I'd go with a much smaller fuse than a 0.5 or 1 amp fuse. Those LED's generally draw a maximum amperage of 15mA. A 0.5 amp is 500mA and that LED will be fried long before that fuse goes pop. The 0.5 amp will save the wiring, but not the LED.
Neal- that's the goal, protect the wiring. The LED's most of us are using have a built-in resistor so we won't be blowing them to bits by putting 12v of power to them.
I've been told anything less than 5amps is fine. Just be sure to put the fuse as close to the GPR as you can, and keep the wire tied up as best as possible. The goal here is to not have a long piece of wire with voltage running through it should things go haywire.
Neal- that's the goal, protect the wiring. The LED's most of us are using have a built-in resistor so we won't be blowing them to bits by putting 12v of power to them.

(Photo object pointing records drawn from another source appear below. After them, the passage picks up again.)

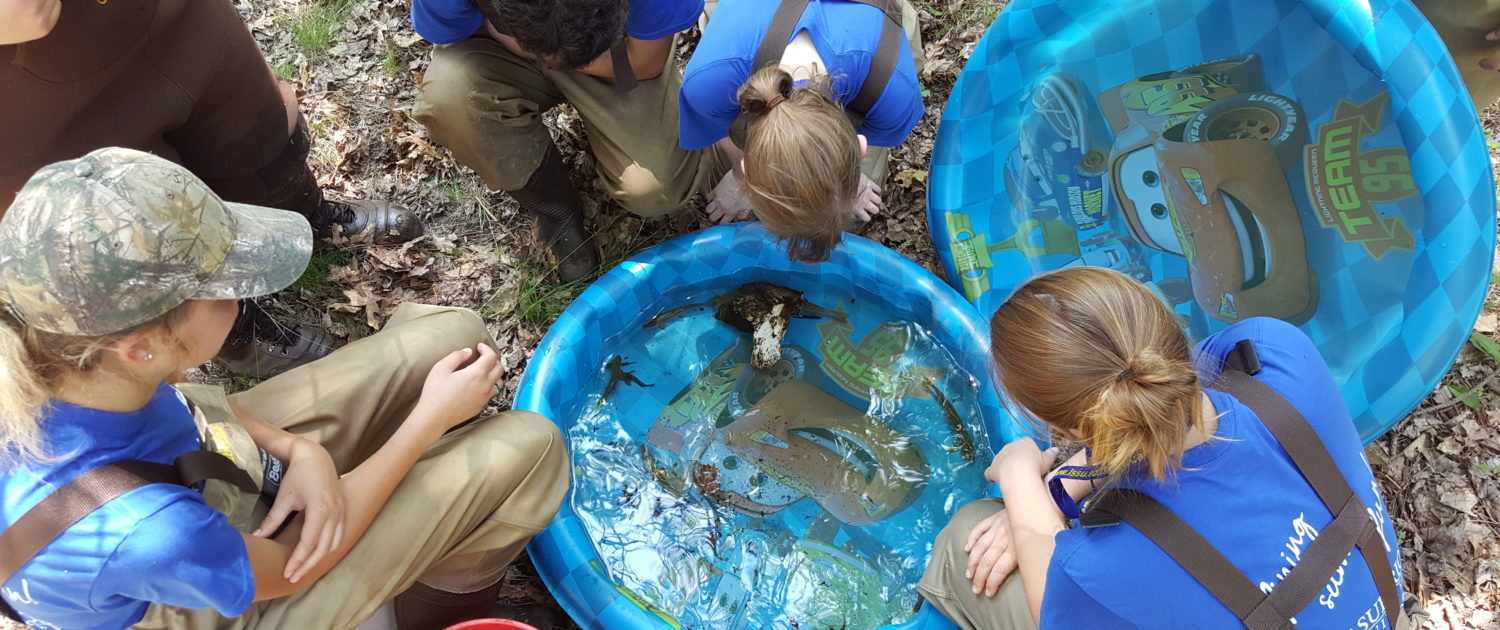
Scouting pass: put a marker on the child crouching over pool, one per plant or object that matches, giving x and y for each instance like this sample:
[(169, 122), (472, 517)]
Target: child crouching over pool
[(1175, 435), (119, 270)]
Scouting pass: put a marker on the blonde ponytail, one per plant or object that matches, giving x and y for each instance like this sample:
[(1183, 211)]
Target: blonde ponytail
[(1092, 353), (21, 396), (32, 362), (801, 161)]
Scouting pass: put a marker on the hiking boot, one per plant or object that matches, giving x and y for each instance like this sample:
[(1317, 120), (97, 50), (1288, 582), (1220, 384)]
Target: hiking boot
[(426, 608), (260, 347), (576, 255), (560, 218), (339, 222)]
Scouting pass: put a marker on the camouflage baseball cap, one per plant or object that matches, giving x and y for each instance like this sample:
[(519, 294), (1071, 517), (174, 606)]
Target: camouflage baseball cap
[(119, 237)]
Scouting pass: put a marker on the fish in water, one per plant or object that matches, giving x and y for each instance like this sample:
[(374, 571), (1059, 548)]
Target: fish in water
[(617, 375), (965, 443), (761, 309)]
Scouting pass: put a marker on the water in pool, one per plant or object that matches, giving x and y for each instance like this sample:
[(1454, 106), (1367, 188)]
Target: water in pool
[(804, 495)]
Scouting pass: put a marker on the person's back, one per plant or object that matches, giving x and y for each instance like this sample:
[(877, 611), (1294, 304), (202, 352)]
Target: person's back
[(1245, 497), (155, 543), (1092, 356)]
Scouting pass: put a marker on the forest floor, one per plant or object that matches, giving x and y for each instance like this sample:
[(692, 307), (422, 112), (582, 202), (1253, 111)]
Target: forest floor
[(356, 65)]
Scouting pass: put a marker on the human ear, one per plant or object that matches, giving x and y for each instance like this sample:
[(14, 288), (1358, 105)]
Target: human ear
[(135, 350)]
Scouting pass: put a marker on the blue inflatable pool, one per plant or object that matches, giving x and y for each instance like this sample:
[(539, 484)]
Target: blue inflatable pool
[(1316, 161), (696, 503)]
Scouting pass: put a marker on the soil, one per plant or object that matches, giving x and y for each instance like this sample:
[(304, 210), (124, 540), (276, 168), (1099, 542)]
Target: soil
[(1439, 468)]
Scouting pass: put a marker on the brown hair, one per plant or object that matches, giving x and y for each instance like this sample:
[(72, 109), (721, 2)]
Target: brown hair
[(1091, 351), (801, 161), (32, 362)]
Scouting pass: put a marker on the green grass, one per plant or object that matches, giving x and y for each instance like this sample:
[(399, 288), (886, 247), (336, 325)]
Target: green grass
[(320, 266), (395, 62), (285, 69), (452, 191), (318, 27), (981, 12)]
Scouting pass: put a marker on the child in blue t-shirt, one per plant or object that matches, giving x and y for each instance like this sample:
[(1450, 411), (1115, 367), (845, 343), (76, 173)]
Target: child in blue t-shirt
[(500, 65), (1095, 357), (117, 272), (800, 162)]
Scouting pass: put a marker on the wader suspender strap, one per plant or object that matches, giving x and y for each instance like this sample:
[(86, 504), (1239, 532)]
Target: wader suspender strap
[(624, 74), (59, 510), (1352, 524), (773, 45)]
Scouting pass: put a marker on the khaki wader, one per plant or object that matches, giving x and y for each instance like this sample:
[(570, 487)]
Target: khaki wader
[(462, 513), (485, 104), (945, 587)]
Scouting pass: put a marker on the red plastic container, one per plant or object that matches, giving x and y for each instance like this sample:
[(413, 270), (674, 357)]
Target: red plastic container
[(492, 624)]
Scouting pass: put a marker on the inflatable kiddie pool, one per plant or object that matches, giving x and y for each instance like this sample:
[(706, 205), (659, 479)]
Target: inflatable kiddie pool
[(1316, 161), (713, 494)]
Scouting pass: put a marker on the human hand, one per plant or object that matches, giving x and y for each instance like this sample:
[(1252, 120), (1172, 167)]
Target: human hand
[(27, 20), (1020, 458), (867, 203), (311, 486), (458, 389), (990, 555), (728, 201)]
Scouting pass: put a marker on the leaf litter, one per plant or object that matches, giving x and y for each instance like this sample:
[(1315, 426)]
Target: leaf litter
[(1439, 468)]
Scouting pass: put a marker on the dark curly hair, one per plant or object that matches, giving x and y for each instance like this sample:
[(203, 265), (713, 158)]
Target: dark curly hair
[(563, 32)]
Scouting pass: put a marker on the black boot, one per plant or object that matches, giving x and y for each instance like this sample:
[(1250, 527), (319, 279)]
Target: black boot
[(426, 608), (288, 183), (560, 218), (260, 347), (335, 222)]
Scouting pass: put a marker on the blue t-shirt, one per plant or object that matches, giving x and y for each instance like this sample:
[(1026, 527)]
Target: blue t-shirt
[(845, 35), (1245, 497), (155, 543), (447, 21)]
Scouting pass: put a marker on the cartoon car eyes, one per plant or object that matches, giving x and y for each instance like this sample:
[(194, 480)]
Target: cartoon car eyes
[(1142, 191)]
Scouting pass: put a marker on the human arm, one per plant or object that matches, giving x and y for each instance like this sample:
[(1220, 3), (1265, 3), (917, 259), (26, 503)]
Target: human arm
[(728, 201), (452, 393), (27, 20), (1034, 521), (992, 558), (311, 486)]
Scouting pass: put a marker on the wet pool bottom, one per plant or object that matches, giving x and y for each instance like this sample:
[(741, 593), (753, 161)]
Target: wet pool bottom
[(804, 495)]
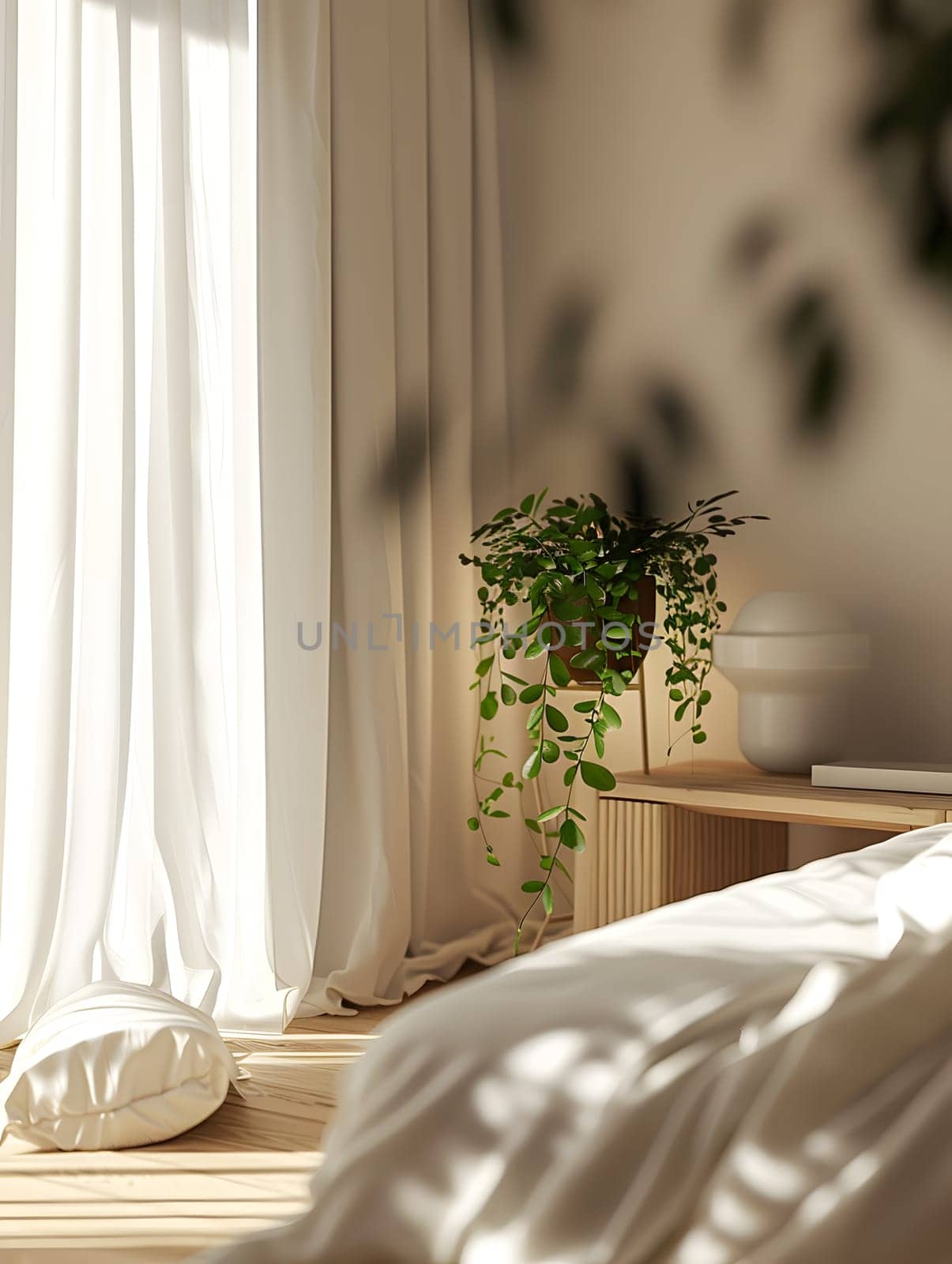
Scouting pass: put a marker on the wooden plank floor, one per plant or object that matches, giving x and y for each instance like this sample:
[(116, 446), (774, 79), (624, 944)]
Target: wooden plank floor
[(246, 1167)]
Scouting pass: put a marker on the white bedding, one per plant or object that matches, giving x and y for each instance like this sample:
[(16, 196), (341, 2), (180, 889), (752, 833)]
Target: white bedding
[(760, 1074)]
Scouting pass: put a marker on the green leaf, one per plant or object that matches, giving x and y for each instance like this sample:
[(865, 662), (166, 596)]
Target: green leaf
[(596, 777), (558, 722), (611, 716), (570, 836), (588, 659), (558, 672), (613, 683), (532, 765)]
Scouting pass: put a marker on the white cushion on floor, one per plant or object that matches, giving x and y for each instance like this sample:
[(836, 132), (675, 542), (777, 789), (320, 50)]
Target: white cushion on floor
[(111, 1066)]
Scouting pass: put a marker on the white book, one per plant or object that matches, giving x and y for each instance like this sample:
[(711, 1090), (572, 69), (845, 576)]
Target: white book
[(916, 777)]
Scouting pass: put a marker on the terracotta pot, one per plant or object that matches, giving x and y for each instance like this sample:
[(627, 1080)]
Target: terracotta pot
[(644, 611)]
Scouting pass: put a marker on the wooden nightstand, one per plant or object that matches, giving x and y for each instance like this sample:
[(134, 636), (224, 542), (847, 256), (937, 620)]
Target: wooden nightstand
[(669, 834)]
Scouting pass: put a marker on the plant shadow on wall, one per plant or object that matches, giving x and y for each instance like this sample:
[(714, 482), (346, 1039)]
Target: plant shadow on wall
[(588, 579)]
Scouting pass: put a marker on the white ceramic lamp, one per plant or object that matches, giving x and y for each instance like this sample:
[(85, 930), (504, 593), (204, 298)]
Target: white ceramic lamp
[(792, 657)]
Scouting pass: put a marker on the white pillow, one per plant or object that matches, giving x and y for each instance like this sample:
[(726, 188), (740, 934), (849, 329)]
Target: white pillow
[(115, 1065)]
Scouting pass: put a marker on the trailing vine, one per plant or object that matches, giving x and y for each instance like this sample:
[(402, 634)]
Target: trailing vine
[(581, 573)]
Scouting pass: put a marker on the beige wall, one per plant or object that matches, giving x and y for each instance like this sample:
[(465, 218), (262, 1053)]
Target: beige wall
[(629, 158)]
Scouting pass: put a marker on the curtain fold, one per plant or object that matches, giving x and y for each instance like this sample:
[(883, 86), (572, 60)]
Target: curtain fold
[(238, 406), (417, 371), (134, 822)]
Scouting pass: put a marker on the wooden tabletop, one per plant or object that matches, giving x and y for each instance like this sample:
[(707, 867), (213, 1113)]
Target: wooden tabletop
[(741, 790)]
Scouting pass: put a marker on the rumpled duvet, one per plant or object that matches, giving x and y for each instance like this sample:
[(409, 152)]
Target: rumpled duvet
[(762, 1074)]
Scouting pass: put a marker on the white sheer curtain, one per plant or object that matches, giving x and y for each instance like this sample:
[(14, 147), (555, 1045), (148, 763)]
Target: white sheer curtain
[(419, 382), (130, 528)]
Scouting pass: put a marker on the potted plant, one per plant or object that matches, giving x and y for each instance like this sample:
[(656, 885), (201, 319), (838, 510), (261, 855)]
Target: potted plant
[(585, 581)]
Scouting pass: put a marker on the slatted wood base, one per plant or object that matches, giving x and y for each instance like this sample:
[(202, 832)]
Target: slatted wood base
[(242, 1169), (650, 853)]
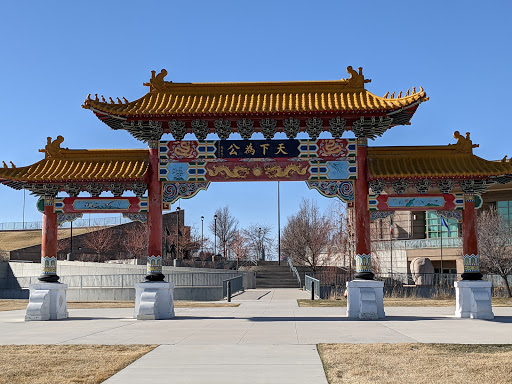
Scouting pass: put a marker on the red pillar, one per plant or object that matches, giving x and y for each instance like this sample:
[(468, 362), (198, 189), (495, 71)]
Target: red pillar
[(49, 244), (471, 258), (362, 215), (154, 263)]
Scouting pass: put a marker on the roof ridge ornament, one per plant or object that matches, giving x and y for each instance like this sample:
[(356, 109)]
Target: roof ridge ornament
[(157, 83), (464, 144), (52, 148), (356, 80)]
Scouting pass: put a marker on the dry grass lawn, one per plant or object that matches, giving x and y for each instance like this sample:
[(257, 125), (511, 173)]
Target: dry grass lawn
[(12, 305), (403, 302), (416, 363), (49, 364)]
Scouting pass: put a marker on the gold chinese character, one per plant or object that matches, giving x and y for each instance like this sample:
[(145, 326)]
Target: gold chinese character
[(249, 150), (233, 149), (280, 149)]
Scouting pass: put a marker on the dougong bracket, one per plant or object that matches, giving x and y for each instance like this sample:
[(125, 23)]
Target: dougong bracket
[(171, 192), (342, 189)]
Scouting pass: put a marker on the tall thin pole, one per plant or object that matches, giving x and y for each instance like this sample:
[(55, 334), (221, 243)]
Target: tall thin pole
[(24, 208), (215, 234), (202, 238), (441, 275), (278, 225), (177, 232)]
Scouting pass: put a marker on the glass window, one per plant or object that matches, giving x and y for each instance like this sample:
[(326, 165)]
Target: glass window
[(505, 210), (435, 228)]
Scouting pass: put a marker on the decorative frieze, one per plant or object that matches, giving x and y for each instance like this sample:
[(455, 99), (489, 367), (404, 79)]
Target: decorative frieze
[(268, 128), (371, 127), (337, 126), (379, 215), (423, 185), (144, 130), (222, 128), (117, 189), (377, 186), (314, 127), (200, 129), (177, 129), (400, 185), (467, 186), (95, 189), (445, 186), (245, 128), (73, 190), (139, 216), (291, 127), (138, 188)]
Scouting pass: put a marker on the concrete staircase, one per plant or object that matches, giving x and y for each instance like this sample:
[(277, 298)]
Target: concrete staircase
[(271, 275)]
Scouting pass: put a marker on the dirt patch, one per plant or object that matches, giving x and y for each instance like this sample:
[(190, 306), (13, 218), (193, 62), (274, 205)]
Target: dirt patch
[(416, 363), (48, 364), (402, 302), (12, 305)]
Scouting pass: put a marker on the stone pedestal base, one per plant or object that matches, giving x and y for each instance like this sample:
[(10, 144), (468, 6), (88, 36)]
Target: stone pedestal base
[(47, 301), (365, 299), (154, 300), (473, 299)]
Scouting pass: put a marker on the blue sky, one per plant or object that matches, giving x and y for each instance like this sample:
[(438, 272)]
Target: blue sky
[(55, 53)]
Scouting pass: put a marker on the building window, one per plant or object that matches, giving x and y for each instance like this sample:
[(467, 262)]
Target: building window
[(505, 210), (435, 228)]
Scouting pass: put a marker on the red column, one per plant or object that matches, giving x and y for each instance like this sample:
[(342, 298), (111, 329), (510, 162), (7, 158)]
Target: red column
[(49, 244), (154, 263), (362, 215), (471, 258)]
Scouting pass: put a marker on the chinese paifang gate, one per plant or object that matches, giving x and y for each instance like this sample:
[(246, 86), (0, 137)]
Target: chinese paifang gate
[(374, 181)]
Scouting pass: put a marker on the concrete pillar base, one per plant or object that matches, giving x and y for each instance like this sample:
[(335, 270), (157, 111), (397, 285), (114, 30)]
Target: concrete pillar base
[(47, 301), (154, 301), (473, 299), (365, 299)]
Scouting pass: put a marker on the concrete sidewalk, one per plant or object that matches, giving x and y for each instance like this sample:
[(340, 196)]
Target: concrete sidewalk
[(268, 339)]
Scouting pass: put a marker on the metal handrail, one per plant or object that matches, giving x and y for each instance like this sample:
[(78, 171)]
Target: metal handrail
[(294, 270), (237, 285), (308, 281)]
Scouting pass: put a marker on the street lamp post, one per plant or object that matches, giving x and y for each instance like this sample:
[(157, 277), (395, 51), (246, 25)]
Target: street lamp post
[(177, 232), (260, 244), (215, 234), (202, 239)]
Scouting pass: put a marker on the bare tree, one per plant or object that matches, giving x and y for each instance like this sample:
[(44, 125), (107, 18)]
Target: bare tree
[(307, 236), (136, 240), (494, 245), (240, 247), (224, 227), (259, 240), (100, 240)]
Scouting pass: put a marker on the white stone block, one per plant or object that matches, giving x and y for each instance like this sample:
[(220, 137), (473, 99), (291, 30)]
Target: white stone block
[(365, 299), (47, 301), (154, 300), (473, 299)]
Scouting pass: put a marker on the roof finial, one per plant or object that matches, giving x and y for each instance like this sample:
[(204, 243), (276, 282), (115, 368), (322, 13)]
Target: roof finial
[(52, 148), (464, 144), (157, 82), (356, 80)]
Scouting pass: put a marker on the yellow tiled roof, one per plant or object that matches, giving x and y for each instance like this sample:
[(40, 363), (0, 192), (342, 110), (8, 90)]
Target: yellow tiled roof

I've been told anything less than 5amps is fine. Just be sure to put the fuse as close to the GPR as you can, and keep the wire tied up as best as possible. The goal here is to not have a long piece of wire with voltage running through it should things go haywire.
I have my fuse holder right near the relay post, so that the entire length of the wire is protected. I have a 1 amp fuse. I used 14 ga speaker wire to run inside the truck. It was easy because the wiring was already there from my old switched 10k mod. I put the LED i n the dash where the switch used to be.